“It’s made from all natural ingredients,” she said as she handed Anna a red lacquered bowl. “Damien and I gathered them here and on Raspberry.”
Eye of newt and toe of frog, Anna thought but she took a sip to be polite. The tea tasted of mint and honey with a woody undercurrent reminiscent of the way leaves smell when they’re newly fallen. Anna doubted she’d ask for a second cup, but not because the concoction was unpalatable. The strange brew, the black-cloaked boy, the candlelight, put her in mind of other rooms, heavy with incense and dark with Indian-print bedspreads, where the tea and cakes had been laced with more than wild raspberry leaves. She pushed her bowl aside and cleared the cobwebs of the bad old days from her mind.

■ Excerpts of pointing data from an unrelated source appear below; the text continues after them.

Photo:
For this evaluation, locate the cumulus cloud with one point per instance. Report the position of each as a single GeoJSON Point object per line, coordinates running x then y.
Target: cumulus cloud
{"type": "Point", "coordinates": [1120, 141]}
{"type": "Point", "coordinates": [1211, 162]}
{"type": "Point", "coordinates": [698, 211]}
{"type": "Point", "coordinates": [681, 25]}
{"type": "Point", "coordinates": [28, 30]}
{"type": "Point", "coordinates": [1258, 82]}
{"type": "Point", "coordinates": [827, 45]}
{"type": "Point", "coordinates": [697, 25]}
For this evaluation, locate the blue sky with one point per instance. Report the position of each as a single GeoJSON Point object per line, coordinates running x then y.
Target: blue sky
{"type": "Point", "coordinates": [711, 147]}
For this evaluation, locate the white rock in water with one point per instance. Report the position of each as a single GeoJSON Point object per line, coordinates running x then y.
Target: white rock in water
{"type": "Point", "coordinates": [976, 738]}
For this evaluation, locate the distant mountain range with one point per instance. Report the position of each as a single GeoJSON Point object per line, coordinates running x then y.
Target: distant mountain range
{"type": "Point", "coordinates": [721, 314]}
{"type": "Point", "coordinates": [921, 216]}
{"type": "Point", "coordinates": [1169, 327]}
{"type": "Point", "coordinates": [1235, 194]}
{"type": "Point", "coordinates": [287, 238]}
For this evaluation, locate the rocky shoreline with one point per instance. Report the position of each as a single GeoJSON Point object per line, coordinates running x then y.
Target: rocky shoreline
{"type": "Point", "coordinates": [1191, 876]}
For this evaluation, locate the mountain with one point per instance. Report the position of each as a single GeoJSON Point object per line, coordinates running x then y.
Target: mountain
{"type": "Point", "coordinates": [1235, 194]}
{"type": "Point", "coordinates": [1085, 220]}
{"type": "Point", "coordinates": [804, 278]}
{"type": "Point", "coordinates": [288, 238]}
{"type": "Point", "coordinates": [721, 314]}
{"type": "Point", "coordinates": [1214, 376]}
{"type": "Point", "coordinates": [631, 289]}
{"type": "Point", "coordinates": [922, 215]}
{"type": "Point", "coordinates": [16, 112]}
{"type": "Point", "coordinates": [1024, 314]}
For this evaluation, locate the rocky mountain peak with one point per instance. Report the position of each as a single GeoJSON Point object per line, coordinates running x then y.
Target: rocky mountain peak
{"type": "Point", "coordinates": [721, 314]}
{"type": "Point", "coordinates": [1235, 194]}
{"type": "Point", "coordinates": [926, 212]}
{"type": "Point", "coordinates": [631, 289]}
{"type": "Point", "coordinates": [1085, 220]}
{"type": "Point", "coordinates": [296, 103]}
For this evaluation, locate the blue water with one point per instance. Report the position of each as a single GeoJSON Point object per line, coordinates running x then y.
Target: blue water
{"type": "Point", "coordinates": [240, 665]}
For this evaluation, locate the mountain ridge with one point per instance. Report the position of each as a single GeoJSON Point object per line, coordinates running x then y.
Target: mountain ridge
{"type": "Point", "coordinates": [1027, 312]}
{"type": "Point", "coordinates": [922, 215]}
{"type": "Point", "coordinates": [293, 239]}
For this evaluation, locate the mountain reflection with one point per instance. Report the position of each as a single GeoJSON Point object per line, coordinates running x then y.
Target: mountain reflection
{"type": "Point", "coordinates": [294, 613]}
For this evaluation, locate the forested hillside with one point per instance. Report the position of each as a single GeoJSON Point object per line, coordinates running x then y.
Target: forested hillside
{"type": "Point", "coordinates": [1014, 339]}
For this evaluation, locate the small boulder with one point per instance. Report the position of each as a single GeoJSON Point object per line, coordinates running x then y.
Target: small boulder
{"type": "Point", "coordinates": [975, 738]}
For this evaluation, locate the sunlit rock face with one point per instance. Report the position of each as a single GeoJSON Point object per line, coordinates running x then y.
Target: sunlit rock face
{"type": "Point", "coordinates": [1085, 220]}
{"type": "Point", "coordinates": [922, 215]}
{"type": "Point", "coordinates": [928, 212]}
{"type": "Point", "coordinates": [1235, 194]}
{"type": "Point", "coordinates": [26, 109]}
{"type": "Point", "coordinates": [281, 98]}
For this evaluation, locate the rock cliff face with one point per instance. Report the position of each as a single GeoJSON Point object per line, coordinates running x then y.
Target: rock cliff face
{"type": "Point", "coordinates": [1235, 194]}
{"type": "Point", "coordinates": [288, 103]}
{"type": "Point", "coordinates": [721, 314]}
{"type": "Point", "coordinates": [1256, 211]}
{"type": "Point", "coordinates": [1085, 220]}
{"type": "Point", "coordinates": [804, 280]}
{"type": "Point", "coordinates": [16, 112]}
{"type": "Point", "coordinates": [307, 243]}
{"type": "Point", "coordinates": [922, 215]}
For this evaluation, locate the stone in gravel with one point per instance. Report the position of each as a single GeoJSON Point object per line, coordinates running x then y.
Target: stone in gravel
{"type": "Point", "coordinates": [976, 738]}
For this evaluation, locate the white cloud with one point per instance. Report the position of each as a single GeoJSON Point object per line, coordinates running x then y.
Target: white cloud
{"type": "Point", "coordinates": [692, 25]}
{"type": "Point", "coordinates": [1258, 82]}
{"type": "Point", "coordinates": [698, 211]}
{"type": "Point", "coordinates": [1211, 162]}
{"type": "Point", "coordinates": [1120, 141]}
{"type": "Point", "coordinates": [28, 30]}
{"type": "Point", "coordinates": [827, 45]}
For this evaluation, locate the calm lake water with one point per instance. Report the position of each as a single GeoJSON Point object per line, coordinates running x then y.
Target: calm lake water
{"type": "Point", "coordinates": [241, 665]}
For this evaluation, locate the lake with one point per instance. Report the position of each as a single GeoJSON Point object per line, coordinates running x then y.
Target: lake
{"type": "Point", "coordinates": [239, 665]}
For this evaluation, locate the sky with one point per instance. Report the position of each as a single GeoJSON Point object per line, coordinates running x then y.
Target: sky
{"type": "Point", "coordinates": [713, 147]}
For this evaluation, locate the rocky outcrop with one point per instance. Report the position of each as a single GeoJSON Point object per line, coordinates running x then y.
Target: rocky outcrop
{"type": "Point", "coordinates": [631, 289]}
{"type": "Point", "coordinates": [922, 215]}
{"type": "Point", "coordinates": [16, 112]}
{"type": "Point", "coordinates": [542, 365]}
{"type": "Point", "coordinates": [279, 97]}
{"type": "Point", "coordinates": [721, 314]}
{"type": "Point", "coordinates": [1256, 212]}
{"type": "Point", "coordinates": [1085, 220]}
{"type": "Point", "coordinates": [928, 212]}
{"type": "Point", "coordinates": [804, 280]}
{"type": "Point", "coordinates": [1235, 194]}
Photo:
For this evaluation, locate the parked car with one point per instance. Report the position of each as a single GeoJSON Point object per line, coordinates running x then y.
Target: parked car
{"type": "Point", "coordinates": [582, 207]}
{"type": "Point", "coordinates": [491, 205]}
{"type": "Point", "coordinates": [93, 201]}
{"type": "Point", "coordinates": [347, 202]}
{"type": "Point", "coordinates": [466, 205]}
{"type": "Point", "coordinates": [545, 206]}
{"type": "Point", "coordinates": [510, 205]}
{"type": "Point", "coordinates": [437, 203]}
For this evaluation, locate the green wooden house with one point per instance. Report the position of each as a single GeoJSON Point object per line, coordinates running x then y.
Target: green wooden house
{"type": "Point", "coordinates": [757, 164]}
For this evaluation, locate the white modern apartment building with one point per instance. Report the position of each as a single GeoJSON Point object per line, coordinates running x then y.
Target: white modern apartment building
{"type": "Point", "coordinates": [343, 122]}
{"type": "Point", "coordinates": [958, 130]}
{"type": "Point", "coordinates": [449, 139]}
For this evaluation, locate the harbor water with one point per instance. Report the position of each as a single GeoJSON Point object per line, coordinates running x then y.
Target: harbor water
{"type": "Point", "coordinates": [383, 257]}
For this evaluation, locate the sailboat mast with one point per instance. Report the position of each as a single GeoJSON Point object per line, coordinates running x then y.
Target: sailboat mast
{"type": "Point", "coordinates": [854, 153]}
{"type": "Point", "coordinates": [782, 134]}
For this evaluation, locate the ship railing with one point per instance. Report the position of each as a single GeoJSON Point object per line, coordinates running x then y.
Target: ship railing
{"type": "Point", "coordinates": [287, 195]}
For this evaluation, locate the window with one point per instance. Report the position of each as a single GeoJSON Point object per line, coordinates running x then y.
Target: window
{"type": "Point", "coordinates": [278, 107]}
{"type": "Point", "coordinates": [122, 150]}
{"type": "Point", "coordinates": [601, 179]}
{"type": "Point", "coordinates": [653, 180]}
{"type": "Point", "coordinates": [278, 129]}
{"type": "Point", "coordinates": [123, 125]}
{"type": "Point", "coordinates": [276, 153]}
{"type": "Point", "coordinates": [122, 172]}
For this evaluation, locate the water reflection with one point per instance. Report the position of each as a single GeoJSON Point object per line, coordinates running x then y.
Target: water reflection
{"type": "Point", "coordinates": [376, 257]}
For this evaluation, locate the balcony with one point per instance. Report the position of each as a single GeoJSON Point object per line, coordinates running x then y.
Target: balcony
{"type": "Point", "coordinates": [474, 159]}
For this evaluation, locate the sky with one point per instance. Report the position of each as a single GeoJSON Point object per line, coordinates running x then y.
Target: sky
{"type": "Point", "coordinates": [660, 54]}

“So. Scotty’s wife-Donna-hasn’t been around for a few days?”
“Seven,” Damien said, making the number sound like Donna Butkus’s death knell. Tinker nodded, her gossamer hair floating in the warm currents from the candles.
“Seven,” Anna repeated matter-of-factly.
“We went down to the water on the far side of the dock, down through the tangle of new-growth firs. There’s a little cove there where hardly anybody goes. Donna always fed the ducks there mornings,” Tinker said.
Anna raised an eyebrow. Feeding wildlife was strictly taboo.
“Yes, it was opportunistic,” Tinker agreed. “But sometimes Damien and I would go there later in the day to watch the birds she had attracted.” Again Anna was startled at her understanding. Tinker’s mind seemed strangely accessible. Either that or Anna was more transparent than she liked to think she was.
“We saw a red-necked grebe, and once a black scoter came to feed.” For the first time Damien sounded like a boy. Birds, then, were his passion.